Fluorescence spectroscopy is a highly sensitive and selective tool for the analysis of complex systems. In order to investigate the efficacy of several steady state and dynamic techniques for the analysis of complex systems, this work focuses on two types of complex, multicomponent samples: petrolatums and coal liquids. It is shown in these studies that dynamic, fluorescence lifetime-based measurements provide enhanced discrimination between complex petrolatum samples. Additionally, improved quantitative analysis of multicomponent systems is demonstrated via incorporation of organized media in coal liquid samples. This research provides the first systematic studies of (1) multifrequency phase-resolved fluorescence spectroscopy for dynamic fluorescence spectral fingerprinting of complex samples, and (2) the incorporation of bile salt micellar media to improve accuracy and sensitivity for characterization of complex systems.;In the petrolatum studies, phase-resolved fluorescence spectroscopy is used to combine spectral and lifetime information through the measurement of phase-resolved fluorescence intensity. The intensity is collected as a function of excitation and emission wavelengths, angular modulation frequency, and detector phase angle. This multidimensional information enhances the ability to distinguish between complex samples with similar spectral characteristics. Examination of the eigenvalues and eigenvectors from factor analysis of phase-resolved and steady state excitation-emission matrices, using chemometric methods of data analysis, confirms that phase-resolved fluorescence techniques offer improved discrimination between complex samples as compared with conventional steady state methods.;In contrast to sample classification and discrimination, accurate quantitative determinations are difficult to obtain from fluorescence analysis of complex samples due to sample matrix effects and intermolecular interactions.
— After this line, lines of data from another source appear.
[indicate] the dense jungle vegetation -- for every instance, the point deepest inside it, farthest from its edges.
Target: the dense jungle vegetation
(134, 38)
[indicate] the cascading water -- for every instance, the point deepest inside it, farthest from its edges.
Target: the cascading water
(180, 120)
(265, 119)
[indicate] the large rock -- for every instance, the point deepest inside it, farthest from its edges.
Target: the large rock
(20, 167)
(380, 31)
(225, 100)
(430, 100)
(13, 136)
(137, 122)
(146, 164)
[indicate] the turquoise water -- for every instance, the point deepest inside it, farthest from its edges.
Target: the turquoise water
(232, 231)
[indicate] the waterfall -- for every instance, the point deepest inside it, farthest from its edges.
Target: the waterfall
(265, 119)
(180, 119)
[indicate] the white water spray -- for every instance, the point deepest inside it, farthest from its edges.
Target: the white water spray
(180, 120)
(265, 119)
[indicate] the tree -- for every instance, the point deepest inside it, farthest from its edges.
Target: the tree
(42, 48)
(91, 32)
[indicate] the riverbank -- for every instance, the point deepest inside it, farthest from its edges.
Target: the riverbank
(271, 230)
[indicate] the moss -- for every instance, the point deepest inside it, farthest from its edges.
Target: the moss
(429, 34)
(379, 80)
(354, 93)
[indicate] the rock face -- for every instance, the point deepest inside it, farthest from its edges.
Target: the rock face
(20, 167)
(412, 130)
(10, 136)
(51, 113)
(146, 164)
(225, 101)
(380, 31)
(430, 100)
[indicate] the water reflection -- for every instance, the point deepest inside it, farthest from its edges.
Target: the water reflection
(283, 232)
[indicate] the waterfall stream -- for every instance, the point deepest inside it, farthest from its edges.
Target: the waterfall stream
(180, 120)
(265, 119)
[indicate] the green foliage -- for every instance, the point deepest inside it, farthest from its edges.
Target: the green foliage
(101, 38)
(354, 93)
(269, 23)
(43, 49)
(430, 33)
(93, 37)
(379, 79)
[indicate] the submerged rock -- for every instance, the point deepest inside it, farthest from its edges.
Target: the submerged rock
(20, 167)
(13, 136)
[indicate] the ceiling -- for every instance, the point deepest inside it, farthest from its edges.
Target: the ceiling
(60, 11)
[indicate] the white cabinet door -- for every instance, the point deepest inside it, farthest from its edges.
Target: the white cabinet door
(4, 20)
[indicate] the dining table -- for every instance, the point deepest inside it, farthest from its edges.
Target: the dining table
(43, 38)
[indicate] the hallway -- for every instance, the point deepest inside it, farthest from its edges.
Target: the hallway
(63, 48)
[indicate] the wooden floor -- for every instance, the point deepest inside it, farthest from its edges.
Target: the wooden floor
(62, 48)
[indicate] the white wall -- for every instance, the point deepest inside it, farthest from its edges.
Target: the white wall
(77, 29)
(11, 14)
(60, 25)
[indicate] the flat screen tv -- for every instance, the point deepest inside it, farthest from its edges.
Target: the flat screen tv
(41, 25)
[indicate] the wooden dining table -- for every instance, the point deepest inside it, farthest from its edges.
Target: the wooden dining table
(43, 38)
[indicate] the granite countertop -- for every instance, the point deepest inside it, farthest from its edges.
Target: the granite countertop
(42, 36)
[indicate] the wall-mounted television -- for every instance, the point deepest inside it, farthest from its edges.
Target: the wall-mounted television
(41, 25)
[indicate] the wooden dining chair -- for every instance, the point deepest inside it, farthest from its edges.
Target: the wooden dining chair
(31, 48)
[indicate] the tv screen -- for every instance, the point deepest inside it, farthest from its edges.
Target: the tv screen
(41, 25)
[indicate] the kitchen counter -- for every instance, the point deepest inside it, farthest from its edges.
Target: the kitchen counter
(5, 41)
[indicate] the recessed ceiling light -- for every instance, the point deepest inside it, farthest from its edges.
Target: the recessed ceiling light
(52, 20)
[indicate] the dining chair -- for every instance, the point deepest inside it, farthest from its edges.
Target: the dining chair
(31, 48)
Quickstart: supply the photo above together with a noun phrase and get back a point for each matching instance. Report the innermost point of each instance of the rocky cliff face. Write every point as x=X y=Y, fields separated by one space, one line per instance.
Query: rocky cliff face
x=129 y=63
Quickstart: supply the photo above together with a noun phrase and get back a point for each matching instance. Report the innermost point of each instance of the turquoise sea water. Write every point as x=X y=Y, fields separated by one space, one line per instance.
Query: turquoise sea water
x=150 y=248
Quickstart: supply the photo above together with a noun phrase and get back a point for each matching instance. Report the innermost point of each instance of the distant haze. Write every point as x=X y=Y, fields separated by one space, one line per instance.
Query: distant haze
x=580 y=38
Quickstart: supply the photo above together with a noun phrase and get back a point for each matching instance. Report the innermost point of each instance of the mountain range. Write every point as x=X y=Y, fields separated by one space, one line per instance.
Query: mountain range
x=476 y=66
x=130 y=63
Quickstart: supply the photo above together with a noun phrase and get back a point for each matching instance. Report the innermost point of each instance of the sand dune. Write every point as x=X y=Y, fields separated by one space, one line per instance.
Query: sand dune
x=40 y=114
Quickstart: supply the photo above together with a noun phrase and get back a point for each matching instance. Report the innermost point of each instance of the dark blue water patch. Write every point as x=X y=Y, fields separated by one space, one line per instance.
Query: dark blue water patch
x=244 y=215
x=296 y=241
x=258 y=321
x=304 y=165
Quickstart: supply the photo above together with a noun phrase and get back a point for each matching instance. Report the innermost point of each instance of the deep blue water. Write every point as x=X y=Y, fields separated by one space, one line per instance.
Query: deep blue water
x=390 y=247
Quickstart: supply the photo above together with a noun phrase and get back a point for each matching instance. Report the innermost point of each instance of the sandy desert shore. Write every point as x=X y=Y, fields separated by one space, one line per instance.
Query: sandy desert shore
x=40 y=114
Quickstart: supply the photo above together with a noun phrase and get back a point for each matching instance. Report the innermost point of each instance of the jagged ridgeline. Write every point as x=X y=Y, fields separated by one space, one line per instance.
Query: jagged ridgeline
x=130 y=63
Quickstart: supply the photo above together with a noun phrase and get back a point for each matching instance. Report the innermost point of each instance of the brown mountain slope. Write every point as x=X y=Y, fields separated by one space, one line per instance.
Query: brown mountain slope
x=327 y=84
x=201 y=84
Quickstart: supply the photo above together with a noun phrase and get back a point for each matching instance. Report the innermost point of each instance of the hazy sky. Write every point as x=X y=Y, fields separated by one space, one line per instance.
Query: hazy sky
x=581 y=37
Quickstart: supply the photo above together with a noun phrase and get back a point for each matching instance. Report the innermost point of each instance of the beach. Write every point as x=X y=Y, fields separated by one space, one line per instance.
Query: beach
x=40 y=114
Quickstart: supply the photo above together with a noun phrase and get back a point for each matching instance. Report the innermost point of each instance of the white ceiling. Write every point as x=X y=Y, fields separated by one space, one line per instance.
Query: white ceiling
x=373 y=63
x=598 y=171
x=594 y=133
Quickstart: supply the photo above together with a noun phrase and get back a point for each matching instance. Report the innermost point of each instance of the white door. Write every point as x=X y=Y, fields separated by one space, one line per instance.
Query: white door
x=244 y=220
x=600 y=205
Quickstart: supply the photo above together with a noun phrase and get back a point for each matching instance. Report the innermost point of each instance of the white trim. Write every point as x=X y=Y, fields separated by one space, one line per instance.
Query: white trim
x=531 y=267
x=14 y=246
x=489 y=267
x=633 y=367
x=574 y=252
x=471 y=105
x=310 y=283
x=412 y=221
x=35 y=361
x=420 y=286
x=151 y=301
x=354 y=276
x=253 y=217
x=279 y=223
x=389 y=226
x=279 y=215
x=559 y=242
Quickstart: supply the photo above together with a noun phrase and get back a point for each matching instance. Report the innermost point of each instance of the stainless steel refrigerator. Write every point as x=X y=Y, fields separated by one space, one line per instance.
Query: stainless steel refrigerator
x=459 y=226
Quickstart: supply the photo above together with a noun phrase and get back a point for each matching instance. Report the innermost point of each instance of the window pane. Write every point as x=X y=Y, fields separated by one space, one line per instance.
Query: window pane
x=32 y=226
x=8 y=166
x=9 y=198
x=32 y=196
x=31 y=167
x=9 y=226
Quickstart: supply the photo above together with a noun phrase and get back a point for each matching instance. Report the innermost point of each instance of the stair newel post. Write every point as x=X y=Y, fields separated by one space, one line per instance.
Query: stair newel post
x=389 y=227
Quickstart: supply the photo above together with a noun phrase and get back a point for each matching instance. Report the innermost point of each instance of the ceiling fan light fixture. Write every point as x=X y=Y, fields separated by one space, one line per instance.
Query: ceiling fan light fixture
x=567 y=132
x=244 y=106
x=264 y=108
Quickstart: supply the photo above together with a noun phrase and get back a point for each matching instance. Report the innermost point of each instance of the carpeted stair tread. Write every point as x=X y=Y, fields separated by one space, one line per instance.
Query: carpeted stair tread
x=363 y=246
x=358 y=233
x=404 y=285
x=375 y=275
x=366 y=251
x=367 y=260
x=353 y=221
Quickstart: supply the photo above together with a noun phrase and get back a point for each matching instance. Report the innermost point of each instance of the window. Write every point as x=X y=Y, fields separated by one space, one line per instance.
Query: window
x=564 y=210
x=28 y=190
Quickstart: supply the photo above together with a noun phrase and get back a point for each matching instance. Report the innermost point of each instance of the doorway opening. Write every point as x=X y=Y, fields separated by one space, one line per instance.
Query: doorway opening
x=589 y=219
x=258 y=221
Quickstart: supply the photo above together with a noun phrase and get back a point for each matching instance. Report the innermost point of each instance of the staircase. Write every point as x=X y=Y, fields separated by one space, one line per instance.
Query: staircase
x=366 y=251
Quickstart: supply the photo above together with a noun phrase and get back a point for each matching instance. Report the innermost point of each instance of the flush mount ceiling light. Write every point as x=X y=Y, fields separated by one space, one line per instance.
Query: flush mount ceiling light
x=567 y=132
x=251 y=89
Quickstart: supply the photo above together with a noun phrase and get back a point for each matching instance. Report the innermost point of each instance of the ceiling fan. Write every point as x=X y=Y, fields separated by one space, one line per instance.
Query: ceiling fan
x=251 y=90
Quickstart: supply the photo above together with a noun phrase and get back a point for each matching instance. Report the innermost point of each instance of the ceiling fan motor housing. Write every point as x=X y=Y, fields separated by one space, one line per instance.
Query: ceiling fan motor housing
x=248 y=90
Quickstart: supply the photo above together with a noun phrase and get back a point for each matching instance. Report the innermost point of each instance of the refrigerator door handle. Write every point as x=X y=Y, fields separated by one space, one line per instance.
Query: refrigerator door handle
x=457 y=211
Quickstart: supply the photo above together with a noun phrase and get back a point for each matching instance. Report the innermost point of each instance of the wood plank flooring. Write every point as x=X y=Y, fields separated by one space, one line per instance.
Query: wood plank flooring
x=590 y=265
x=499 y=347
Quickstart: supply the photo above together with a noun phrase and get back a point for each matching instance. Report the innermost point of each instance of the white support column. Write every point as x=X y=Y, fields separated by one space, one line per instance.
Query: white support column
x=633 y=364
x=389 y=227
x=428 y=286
Organized media can be used to minimize these unwanted processes by isolating the analyte molecules in a uniform microenvironment within the sample matrix. Utilizing complex coal liquid samples, the unique capabilities of bile salt micellar media to provide such uniform microenvironments for accurate and selective determinations, without physical separation or extraction, are compared with results for conventional detergent micelles and simple solvent solutions.